Friday, June 10, 2005

Papa's daughter

i'm beginning to think that i may be a disappointment to my father.

Firstly, i don't speak fluent Fukien so i won't be able to talk to his business colleges and impress them with my impeccable Fukien or Mandarin for that matter. Having a Filipino mother will always mean that we are second class citizens in the Chinese community.

Next, i don't even look Chinese. I'm brown-skinned- tan, if you want it to sound classy. My eyes are big. And i'm not a beauty so i can't be arranged to marry any of his friends' sons.

Thirdly, i have absolutely no interest in business whatsoever. i'm enrolled in a course that doesn't deal with management or finance. i thank God he did not force anything on me and allowed me to make my own choice, but still the question hangs: who will take care of the business? i'd like to think i'm artistic and a people person. And though he says that both qualities are important in a businessman or business woman in my case, i just don't like my life to be governed by money, interestm, principal and all that economics and management stuff (he also often tells me not to use the word 'stuff' because it implies that i am not articulate).

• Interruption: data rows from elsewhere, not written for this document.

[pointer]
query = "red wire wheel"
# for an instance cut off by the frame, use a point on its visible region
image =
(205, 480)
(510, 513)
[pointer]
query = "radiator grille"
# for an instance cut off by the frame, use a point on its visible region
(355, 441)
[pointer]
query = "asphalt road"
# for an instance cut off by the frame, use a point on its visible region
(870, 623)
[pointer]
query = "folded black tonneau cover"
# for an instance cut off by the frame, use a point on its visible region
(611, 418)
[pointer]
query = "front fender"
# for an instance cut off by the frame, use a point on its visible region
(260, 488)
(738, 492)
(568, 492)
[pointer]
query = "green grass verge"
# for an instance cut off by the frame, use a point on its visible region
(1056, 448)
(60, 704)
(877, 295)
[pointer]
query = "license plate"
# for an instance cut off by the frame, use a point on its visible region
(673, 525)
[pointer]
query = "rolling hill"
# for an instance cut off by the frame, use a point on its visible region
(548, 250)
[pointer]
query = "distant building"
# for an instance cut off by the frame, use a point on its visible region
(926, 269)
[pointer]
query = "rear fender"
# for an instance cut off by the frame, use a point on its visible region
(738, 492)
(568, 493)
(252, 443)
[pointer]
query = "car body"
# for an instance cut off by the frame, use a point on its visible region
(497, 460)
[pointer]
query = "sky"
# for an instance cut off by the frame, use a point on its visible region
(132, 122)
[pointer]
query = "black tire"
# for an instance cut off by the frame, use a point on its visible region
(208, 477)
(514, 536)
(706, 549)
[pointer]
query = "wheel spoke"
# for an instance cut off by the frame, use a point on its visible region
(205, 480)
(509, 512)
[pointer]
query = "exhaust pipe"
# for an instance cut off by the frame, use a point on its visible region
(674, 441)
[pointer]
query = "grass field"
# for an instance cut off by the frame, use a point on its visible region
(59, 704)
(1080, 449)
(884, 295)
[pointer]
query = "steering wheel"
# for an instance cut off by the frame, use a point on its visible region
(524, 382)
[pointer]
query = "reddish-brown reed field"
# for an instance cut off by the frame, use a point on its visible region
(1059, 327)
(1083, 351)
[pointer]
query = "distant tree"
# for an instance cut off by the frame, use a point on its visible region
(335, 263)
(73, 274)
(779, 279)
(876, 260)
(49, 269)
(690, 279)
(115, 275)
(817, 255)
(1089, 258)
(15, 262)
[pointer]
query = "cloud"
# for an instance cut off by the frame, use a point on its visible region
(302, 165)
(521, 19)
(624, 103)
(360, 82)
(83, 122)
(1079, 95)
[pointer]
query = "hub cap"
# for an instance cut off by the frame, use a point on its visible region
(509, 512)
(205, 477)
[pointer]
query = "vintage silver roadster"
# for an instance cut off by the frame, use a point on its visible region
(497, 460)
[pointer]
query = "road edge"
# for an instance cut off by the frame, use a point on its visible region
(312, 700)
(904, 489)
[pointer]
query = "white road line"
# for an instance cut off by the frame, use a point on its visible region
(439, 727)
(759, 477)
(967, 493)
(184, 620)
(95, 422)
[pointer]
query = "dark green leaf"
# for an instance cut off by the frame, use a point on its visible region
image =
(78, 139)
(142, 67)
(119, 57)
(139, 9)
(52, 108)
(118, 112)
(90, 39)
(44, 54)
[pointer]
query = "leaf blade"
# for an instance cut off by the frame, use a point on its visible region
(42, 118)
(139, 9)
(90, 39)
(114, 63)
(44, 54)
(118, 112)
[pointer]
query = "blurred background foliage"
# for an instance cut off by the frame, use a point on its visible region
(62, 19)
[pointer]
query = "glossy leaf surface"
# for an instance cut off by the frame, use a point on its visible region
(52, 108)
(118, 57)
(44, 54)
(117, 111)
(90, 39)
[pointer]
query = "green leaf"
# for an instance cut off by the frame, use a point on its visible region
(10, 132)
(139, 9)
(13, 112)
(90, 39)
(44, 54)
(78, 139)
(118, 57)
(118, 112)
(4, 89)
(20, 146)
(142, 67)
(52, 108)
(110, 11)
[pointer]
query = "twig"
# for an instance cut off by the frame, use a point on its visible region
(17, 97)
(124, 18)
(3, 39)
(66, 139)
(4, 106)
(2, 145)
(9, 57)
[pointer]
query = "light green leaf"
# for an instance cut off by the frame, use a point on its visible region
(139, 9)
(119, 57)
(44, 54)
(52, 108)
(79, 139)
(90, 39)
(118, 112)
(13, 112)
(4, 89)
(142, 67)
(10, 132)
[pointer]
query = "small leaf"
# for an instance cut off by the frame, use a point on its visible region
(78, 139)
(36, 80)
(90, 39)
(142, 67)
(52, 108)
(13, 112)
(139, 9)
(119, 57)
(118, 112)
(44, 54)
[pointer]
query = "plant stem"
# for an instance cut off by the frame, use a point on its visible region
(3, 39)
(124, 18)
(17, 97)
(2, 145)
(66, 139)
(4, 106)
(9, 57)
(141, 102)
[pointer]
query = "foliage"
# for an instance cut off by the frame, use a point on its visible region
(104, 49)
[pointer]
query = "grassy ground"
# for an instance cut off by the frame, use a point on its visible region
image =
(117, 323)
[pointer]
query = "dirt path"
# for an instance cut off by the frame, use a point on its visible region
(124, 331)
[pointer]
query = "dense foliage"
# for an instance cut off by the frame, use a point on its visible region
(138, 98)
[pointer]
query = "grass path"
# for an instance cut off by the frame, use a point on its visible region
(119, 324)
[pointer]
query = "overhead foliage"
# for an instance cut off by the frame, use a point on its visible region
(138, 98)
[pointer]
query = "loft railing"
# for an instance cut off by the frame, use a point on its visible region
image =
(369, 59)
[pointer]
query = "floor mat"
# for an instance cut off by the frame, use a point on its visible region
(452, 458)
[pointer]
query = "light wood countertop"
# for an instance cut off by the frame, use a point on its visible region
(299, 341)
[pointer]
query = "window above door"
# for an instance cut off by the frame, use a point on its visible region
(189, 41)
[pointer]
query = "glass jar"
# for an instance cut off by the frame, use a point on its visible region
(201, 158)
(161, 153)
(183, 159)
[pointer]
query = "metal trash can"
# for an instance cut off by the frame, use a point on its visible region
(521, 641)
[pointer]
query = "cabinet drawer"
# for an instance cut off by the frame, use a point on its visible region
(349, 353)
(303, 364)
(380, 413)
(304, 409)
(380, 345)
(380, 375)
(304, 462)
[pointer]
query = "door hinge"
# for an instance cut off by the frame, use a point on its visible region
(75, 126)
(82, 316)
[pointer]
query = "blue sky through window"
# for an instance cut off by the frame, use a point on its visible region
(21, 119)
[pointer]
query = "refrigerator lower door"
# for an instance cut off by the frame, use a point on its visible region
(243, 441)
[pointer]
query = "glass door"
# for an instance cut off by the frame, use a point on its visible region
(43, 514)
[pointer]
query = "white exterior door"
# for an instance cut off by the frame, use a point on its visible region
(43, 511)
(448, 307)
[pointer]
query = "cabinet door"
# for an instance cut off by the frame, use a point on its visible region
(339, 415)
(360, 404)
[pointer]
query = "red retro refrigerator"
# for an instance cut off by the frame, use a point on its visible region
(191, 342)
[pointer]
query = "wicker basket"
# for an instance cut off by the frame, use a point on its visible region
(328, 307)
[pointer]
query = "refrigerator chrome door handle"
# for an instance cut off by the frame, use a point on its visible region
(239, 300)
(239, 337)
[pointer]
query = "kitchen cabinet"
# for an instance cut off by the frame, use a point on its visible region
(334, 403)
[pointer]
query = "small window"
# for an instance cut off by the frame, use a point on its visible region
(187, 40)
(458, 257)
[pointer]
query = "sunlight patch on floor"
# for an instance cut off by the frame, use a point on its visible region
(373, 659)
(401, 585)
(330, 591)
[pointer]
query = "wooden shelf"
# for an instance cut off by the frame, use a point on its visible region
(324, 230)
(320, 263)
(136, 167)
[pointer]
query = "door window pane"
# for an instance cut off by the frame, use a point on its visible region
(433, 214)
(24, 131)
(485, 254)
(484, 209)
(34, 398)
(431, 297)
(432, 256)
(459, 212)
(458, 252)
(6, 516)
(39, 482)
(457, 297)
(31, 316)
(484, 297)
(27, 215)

And most important reason of all, i am a WOMAN. Even if he doesn't at all mention it. i know that he dreams of a son to walk in his footsteps. People always ask ' no boys?' and he'll answer 'i was blessed with three Marias'. i know he loves us but in Chinese and Filipino cultures an eldest son is always a great asset.

Recently, he took us to the plant that recycles old boxes and paper. He sort of oversees it. i know he wants us to know the ropes. i do want to please my Papa and continue his legacy. So i'm cancelling my devcom 30 course and taking management101 instead.